Saya pribadi menilai, Banjarmasin belum punya koran yang bonafide dengan standar yang ada sekarang. Soal liputan, nyaris semua media, menurunkan tulisan yang seragam. Membaca koran harian, pembaca cuma disuguhi berita “talking news”. Pejabat ngomong, DPR ngomong. Jika Anda membaca halaman hukum dan kriminal, di situ adalah halaman pejabat polisi ngomong. Wartawan cuma menyalin omongan polisi. Tidak ada sisi lain.
Salam.
Wah, bangganya kota saya tercinta bisa diminati oleh orang lain dari kota lain. Terimakasih karena sudah menulis tentang kota Banjarmasin.

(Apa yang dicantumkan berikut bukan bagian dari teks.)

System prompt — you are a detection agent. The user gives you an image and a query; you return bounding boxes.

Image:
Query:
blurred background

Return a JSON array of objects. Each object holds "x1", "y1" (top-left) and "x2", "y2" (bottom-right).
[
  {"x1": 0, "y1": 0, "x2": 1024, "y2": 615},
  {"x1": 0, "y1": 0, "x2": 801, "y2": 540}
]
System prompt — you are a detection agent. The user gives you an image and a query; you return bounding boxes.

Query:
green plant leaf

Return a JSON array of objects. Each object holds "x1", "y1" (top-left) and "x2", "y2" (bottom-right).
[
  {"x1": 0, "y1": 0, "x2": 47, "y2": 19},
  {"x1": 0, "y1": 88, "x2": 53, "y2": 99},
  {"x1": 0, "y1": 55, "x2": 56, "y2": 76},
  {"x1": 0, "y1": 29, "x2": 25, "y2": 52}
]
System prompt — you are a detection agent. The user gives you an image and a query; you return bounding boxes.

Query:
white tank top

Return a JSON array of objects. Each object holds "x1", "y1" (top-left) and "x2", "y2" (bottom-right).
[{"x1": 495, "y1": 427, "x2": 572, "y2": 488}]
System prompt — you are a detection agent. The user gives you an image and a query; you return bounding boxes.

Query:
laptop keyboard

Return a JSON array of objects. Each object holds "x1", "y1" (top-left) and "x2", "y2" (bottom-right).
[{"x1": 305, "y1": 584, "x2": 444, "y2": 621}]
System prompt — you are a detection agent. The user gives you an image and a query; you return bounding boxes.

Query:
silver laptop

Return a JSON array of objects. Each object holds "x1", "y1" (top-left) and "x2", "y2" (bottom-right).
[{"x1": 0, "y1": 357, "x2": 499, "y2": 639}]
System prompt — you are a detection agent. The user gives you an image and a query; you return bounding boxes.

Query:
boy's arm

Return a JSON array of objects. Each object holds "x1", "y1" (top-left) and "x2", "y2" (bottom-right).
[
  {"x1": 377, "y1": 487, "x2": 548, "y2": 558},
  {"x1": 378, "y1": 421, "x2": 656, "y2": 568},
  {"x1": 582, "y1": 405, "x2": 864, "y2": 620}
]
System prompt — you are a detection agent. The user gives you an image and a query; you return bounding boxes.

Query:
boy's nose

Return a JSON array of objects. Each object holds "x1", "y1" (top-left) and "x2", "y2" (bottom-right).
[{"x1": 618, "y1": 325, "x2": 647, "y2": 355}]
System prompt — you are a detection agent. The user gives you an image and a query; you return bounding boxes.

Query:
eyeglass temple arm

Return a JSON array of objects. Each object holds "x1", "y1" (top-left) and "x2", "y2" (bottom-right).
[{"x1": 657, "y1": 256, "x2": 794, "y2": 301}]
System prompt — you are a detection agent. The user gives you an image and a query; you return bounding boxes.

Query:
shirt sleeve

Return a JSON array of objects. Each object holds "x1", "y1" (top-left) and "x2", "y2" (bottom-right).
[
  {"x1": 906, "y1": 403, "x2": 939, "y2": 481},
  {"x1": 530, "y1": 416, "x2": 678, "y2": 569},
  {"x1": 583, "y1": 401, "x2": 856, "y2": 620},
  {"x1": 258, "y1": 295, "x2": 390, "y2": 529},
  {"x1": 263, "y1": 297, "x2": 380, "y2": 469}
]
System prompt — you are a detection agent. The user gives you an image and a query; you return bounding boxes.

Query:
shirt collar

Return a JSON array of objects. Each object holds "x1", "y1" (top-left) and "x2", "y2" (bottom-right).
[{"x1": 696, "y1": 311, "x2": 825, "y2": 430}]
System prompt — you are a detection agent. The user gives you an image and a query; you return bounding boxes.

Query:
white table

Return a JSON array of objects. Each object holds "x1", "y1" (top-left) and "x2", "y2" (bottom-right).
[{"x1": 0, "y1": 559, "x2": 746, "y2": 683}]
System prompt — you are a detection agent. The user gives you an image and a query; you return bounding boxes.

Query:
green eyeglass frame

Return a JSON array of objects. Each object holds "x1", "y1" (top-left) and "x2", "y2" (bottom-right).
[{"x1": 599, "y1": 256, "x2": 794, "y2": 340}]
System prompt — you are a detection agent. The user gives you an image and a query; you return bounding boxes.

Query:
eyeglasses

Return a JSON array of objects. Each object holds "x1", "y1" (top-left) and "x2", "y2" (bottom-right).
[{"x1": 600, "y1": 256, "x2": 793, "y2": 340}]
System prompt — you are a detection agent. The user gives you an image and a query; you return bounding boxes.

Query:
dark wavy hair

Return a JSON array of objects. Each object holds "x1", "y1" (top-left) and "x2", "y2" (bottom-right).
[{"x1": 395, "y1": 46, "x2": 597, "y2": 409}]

Datang lagi ya..
salam kenal ya.saya dulu sempat 6 bulan di wartawan harian lokal.memang koran di banjarmasin (tdk semua), terkesan menyalin omongan pejabat juga polisi.juga sering muncul berita seremonial yg gak penting bgt dibaca utk khalayak ramai.namun saya bangga, karena kami punya koran sekelas Banjarmasin Post.katanya, pernah menjadi koran daerah dgn bahasa indonesia terbaik di indonesia serta menjadi koran dgn oplah serta omzet iklan paling besar di antara koran daerah yg termasuk dlm grup Kompas.
saya juga pernah, dihadapkan pd keserbasalahan dlm menulis berita.saat itu, ada sebuah demo penutupan rumah bilyar selama bulan puasa.demo itu saya liput sampai habis, sampai kantor langsung saya tulis.eh, ternyata gak diterbitkan.saya mendapatkan jawaban, bahwa alasan tdk terbit karena pengusaha bilyar telah beriklan di koran saya itu.
begitu juga dgn liputan ttg penutupan diskotik, nasibnya sama.
main lagi ke banjarmasin, kota yang memang indah dg budaya sungainya, lezat dgn kulinernya, relijius dgn warga muslimnya, tersohor karena pasar terapungnya.
mampir juga ke blog aq ya…
aku mengundang anda untuk bergabung dengan komunitas blogger kalsel (kayuhbainbai.org)
salam chandra (soulharmony.wordpress.com)
Pak,saya minta informasi harga untuk pasang iklan baris di koran bapak berapa dan apakah ada kantor perwakilan koran bapak di jakarta.Tolong kirim informasi via E-mail.Tks.